I am having a hard look at the idea of being forced to believe something. Being “made to believe”. More and more that  I work with having accepted and allowed and chosen personally for me that it is “better to have no beliefs except for that belief and the belief that I have no beliefs” the more and more I am noticing how many ideas and concepts and ways of living that are “out there” in the world are being pushed “into my world”. And the more and more I notice in communicating and connecting with others how often it seems I am not really communicating with the person but rather with a set of programming related to a set of beliefs and values that the person did not necessarily choose consciously.

topaz

One example that I keep noticing is the concept in advertising and therefore in people’s minds about “scientific proof”. When I went to university what I took away was the understanding that science was about experimenting in a way that the experimenter would present their findings as evidence to a group of their peers through publication. And that those findings could be looked at, evaluated, shared.
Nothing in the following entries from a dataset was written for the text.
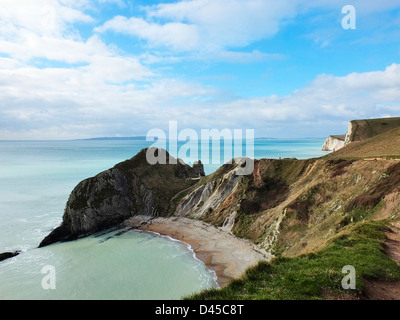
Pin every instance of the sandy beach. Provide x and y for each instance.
(222, 252)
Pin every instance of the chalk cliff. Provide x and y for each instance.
(334, 143)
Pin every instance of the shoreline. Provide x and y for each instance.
(222, 252)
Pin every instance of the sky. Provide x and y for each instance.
(72, 69)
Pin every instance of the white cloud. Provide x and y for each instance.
(179, 36)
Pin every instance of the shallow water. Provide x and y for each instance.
(36, 178)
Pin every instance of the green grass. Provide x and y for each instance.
(310, 276)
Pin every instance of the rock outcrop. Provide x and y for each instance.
(360, 130)
(133, 187)
(334, 143)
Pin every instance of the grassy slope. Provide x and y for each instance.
(368, 128)
(386, 144)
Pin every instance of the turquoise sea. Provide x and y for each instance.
(36, 178)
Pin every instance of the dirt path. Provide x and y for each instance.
(381, 290)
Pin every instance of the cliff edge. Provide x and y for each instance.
(133, 187)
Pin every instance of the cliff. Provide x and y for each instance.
(286, 206)
(334, 143)
(317, 215)
(132, 187)
(360, 130)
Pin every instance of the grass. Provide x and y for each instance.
(314, 275)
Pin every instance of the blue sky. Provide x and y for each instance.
(89, 68)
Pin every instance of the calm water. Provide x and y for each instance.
(36, 178)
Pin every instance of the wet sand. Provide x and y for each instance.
(227, 255)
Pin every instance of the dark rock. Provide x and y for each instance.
(7, 255)
(199, 168)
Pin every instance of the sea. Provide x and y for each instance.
(36, 178)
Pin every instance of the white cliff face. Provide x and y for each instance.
(334, 143)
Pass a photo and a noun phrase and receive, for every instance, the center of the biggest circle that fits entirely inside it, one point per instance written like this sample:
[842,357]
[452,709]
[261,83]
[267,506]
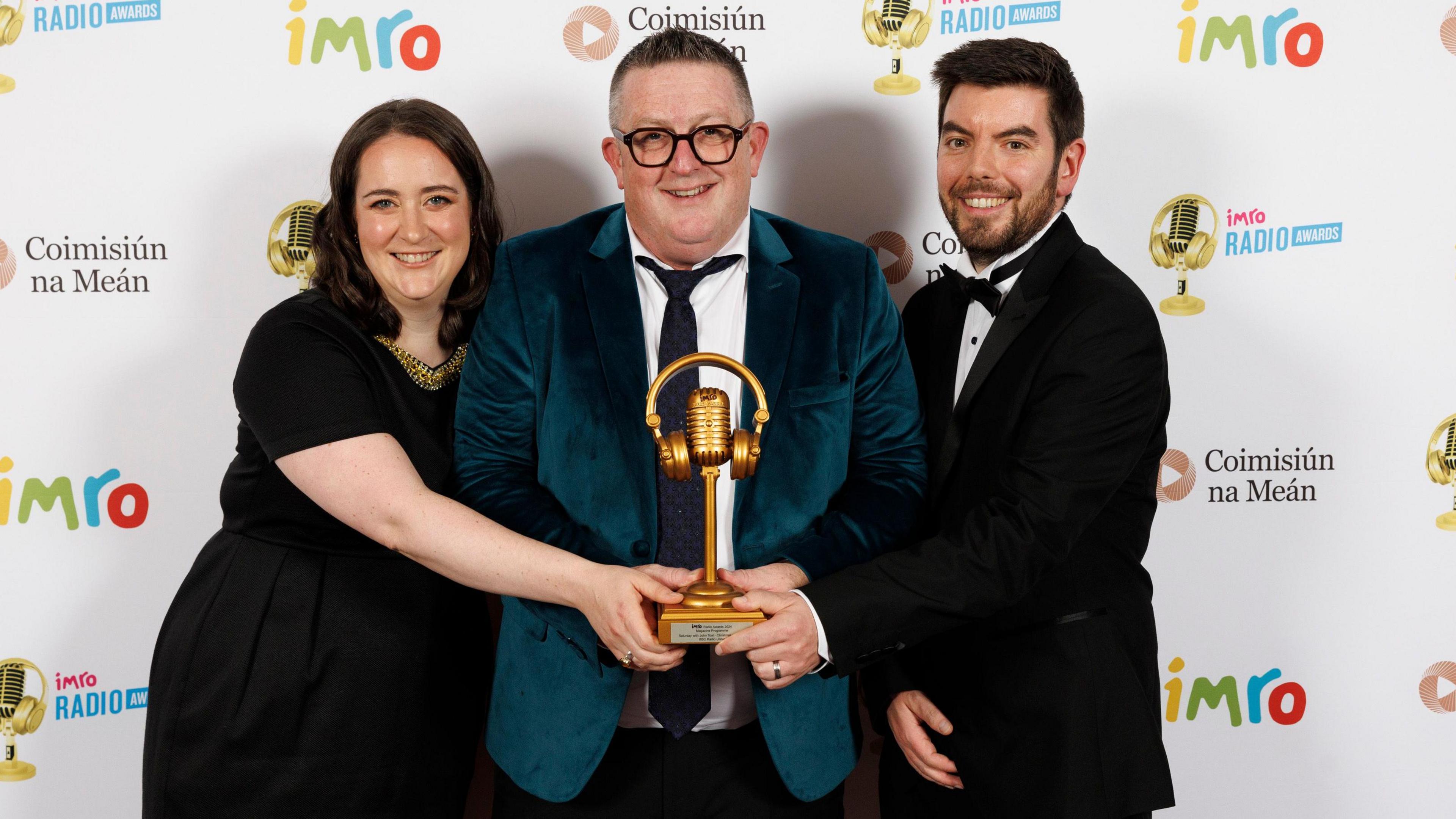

This seems like a healthy creative process.  And when the experimental report was written it was necessary to include a “conclusion” that the experimenter was formulating as their observation and opinion and interpretation of the evidence. And the report had to include the methodology by which the evidence was gathered.

 

How did that wonderful creative process ever turn into a world full of conclusions without evidence being presented, and those conclusions becoming “scientific proof”? Or “scientifically proven”? From what I understood and still understand today there is no such thing as scientific proof. It doesn’t exist. Except that it does exist as something that I feel advertisers have programmed people to “believe”. And to feel something about it. To feel re-assured for one thing. To feel re-assured about something that doesn’t exist to help you make the conclusion to buy what they are selling.